Après une semaine consacrée principalement au travail, c’est toujours un soulagement quand arrive le week-end.
Samedi soir (mahana ma'a po), Nadine avait prévu un barbecue avec des amis tahitiens dans son fare dans les hauts de Papeete.
Les tane se sont occupés de tout et toutes les deux nous avons papoté. Avant les grillades -côtelettes de mouton et ribs (travers de porc)- bien sûr du poisson cru au lait de coco.
Ils ont tout fait même la vaisselle !
Dimanche, (tapati), c’est le tour des vahine de préparer le déjeuner. Ah bon ? les tane sont fiu !
Bon d’accord, je consens à me mettre en cuisine, pour une fois !
Recette bretonne oblige !
Alors je cuisine des coquilles saint Jacques aux queues de langoustines que j’avais au congélo, dans une nage de crème (d’Isigny).
Nadine n’a pas de micro-ondes !
La décongélation se fait au soleil sur le barbecue de la vielle, pendant l'apéro.
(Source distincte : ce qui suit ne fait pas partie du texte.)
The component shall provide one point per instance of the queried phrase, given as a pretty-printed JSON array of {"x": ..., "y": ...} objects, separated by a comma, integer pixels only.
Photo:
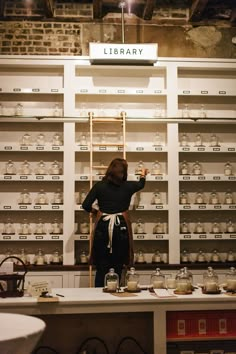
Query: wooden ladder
[{"x": 121, "y": 148}]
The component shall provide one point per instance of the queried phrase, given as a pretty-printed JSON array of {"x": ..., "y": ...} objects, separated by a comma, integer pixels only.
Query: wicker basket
[{"x": 12, "y": 285}]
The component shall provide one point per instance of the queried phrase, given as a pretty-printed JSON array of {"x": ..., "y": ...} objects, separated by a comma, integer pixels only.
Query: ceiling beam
[
  {"x": 97, "y": 9},
  {"x": 148, "y": 10},
  {"x": 49, "y": 8},
  {"x": 2, "y": 6},
  {"x": 197, "y": 9}
]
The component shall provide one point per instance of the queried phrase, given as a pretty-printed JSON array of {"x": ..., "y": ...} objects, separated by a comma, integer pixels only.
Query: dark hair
[{"x": 117, "y": 171}]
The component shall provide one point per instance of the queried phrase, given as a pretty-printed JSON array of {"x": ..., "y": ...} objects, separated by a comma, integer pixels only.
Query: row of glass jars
[
  {"x": 26, "y": 168},
  {"x": 18, "y": 110},
  {"x": 196, "y": 169},
  {"x": 201, "y": 198},
  {"x": 202, "y": 257},
  {"x": 214, "y": 227},
  {"x": 39, "y": 258},
  {"x": 103, "y": 139},
  {"x": 198, "y": 141},
  {"x": 41, "y": 140},
  {"x": 41, "y": 198},
  {"x": 183, "y": 281},
  {"x": 26, "y": 228}
]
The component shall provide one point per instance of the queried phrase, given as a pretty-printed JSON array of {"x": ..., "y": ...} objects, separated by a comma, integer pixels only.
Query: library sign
[{"x": 122, "y": 53}]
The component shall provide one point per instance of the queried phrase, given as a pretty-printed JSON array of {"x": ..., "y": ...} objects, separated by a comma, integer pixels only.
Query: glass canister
[
  {"x": 183, "y": 198},
  {"x": 139, "y": 168},
  {"x": 156, "y": 168},
  {"x": 41, "y": 168},
  {"x": 140, "y": 257},
  {"x": 183, "y": 282},
  {"x": 214, "y": 198},
  {"x": 210, "y": 281},
  {"x": 184, "y": 140},
  {"x": 228, "y": 169},
  {"x": 132, "y": 280},
  {"x": 111, "y": 281},
  {"x": 197, "y": 168},
  {"x": 10, "y": 168},
  {"x": 157, "y": 280},
  {"x": 156, "y": 258},
  {"x": 231, "y": 280},
  {"x": 156, "y": 198},
  {"x": 228, "y": 198},
  {"x": 184, "y": 168},
  {"x": 139, "y": 227}
]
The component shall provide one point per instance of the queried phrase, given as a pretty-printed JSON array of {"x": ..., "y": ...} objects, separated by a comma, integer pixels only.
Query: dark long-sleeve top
[{"x": 112, "y": 198}]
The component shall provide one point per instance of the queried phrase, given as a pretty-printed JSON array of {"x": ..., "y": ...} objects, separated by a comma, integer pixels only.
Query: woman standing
[{"x": 112, "y": 245}]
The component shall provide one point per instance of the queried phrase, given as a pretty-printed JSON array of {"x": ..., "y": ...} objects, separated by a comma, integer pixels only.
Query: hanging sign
[{"x": 101, "y": 53}]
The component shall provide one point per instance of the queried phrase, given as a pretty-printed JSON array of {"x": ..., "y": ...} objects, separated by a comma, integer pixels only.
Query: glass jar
[
  {"x": 228, "y": 199},
  {"x": 25, "y": 197},
  {"x": 199, "y": 228},
  {"x": 156, "y": 168},
  {"x": 39, "y": 258},
  {"x": 158, "y": 228},
  {"x": 55, "y": 227},
  {"x": 214, "y": 140},
  {"x": 26, "y": 140},
  {"x": 83, "y": 140},
  {"x": 55, "y": 168},
  {"x": 210, "y": 281},
  {"x": 19, "y": 109},
  {"x": 25, "y": 168},
  {"x": 156, "y": 198},
  {"x": 139, "y": 227},
  {"x": 8, "y": 228},
  {"x": 199, "y": 198},
  {"x": 111, "y": 281},
  {"x": 56, "y": 259},
  {"x": 214, "y": 198},
  {"x": 39, "y": 228},
  {"x": 184, "y": 228},
  {"x": 184, "y": 168},
  {"x": 231, "y": 280},
  {"x": 228, "y": 169},
  {"x": 230, "y": 228},
  {"x": 215, "y": 228},
  {"x": 197, "y": 169},
  {"x": 215, "y": 257},
  {"x": 132, "y": 280},
  {"x": 140, "y": 257},
  {"x": 185, "y": 111},
  {"x": 157, "y": 280},
  {"x": 25, "y": 228},
  {"x": 184, "y": 140},
  {"x": 139, "y": 168},
  {"x": 84, "y": 227},
  {"x": 83, "y": 257},
  {"x": 198, "y": 140},
  {"x": 157, "y": 140},
  {"x": 57, "y": 197},
  {"x": 230, "y": 256},
  {"x": 156, "y": 258},
  {"x": 183, "y": 282},
  {"x": 185, "y": 257},
  {"x": 40, "y": 139},
  {"x": 41, "y": 168},
  {"x": 41, "y": 198},
  {"x": 183, "y": 198},
  {"x": 201, "y": 258},
  {"x": 57, "y": 140},
  {"x": 10, "y": 168}
]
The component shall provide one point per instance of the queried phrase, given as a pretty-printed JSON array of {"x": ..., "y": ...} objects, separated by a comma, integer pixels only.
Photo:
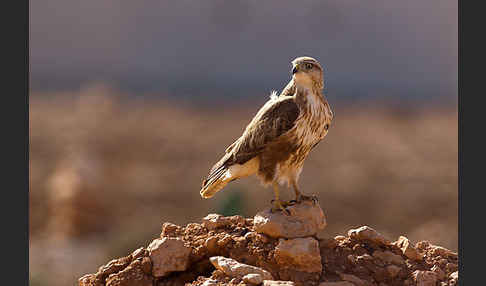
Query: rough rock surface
[
  {"x": 235, "y": 269},
  {"x": 167, "y": 255},
  {"x": 182, "y": 256},
  {"x": 305, "y": 220},
  {"x": 299, "y": 253}
]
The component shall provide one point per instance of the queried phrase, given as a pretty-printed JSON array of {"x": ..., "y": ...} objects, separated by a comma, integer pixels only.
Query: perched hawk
[{"x": 280, "y": 136}]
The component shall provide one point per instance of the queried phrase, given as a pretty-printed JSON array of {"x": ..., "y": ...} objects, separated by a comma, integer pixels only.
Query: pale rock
[
  {"x": 439, "y": 272},
  {"x": 407, "y": 249},
  {"x": 277, "y": 283},
  {"x": 132, "y": 275},
  {"x": 300, "y": 254},
  {"x": 441, "y": 251},
  {"x": 392, "y": 270},
  {"x": 424, "y": 278},
  {"x": 235, "y": 269},
  {"x": 338, "y": 283},
  {"x": 368, "y": 233},
  {"x": 168, "y": 255},
  {"x": 353, "y": 279},
  {"x": 210, "y": 282},
  {"x": 388, "y": 257},
  {"x": 255, "y": 279},
  {"x": 305, "y": 219},
  {"x": 453, "y": 278},
  {"x": 214, "y": 221}
]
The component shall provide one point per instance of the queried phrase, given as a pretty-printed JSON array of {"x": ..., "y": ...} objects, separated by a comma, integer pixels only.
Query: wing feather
[{"x": 275, "y": 118}]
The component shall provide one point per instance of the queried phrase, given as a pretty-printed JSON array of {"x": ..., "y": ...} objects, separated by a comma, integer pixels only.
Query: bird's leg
[
  {"x": 299, "y": 197},
  {"x": 278, "y": 205}
]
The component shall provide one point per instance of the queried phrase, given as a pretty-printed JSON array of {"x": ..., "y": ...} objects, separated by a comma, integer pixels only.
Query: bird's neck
[{"x": 308, "y": 94}]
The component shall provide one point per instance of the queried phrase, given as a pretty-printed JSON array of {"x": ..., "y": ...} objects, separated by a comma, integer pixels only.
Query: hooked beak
[{"x": 295, "y": 69}]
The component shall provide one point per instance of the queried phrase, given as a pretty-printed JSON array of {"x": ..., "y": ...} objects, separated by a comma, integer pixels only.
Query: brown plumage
[{"x": 276, "y": 142}]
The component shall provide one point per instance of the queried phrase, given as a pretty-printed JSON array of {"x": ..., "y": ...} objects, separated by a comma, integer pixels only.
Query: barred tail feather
[{"x": 214, "y": 183}]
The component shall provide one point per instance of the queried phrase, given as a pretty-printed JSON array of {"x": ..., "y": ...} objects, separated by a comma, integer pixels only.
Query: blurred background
[{"x": 132, "y": 102}]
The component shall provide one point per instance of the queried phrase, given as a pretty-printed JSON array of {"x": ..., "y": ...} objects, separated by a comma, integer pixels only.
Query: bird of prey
[{"x": 276, "y": 142}]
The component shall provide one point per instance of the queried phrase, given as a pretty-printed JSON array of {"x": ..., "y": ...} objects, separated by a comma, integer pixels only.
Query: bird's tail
[
  {"x": 215, "y": 182},
  {"x": 217, "y": 179}
]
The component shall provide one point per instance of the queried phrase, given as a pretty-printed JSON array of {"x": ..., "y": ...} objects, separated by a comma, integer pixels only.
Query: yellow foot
[
  {"x": 280, "y": 206},
  {"x": 302, "y": 198}
]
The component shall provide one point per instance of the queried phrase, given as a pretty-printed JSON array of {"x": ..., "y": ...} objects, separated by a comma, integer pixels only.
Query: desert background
[{"x": 132, "y": 103}]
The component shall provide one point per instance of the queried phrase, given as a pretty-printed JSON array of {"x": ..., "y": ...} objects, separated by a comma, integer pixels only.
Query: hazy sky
[{"x": 389, "y": 47}]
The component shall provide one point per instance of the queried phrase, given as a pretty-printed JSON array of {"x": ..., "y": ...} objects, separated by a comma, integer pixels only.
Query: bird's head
[{"x": 307, "y": 72}]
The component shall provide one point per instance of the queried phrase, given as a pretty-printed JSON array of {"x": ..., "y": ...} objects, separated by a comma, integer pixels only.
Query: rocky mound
[{"x": 277, "y": 249}]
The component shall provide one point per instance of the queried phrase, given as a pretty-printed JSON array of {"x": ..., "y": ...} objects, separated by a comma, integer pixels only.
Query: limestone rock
[
  {"x": 255, "y": 279},
  {"x": 214, "y": 221},
  {"x": 424, "y": 278},
  {"x": 300, "y": 254},
  {"x": 368, "y": 233},
  {"x": 235, "y": 269},
  {"x": 392, "y": 270},
  {"x": 453, "y": 278},
  {"x": 168, "y": 255},
  {"x": 277, "y": 283},
  {"x": 338, "y": 283},
  {"x": 90, "y": 280},
  {"x": 133, "y": 275},
  {"x": 305, "y": 219},
  {"x": 407, "y": 249},
  {"x": 353, "y": 279},
  {"x": 210, "y": 282},
  {"x": 388, "y": 257}
]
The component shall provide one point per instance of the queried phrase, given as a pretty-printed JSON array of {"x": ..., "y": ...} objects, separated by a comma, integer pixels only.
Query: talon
[
  {"x": 279, "y": 206},
  {"x": 302, "y": 198}
]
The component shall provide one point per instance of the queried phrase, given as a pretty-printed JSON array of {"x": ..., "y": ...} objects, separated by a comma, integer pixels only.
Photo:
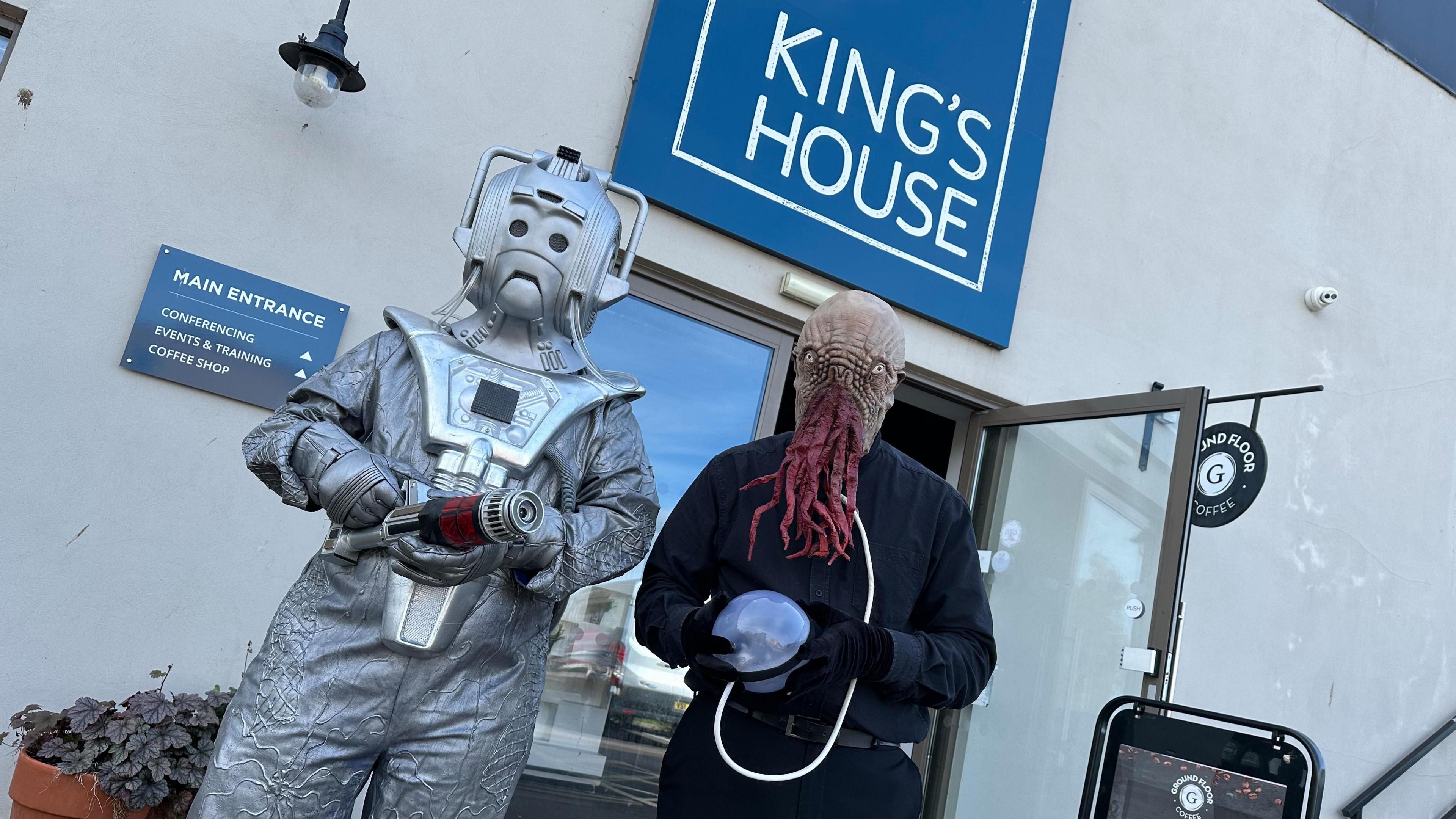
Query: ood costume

C’est une première car j’avais renoncé à la cuisine depuis deux ans.
Les tane ont l’estomac dans les talons et surveillent nos préparations avec intérêt.

Les noix et les langoustines sont ensuite revenues à la poêle, dans une grosse noix de beurre demi sel.
Bien sur faut saler et avec du sel (miti papa'a) de Guérande, c’est mieux !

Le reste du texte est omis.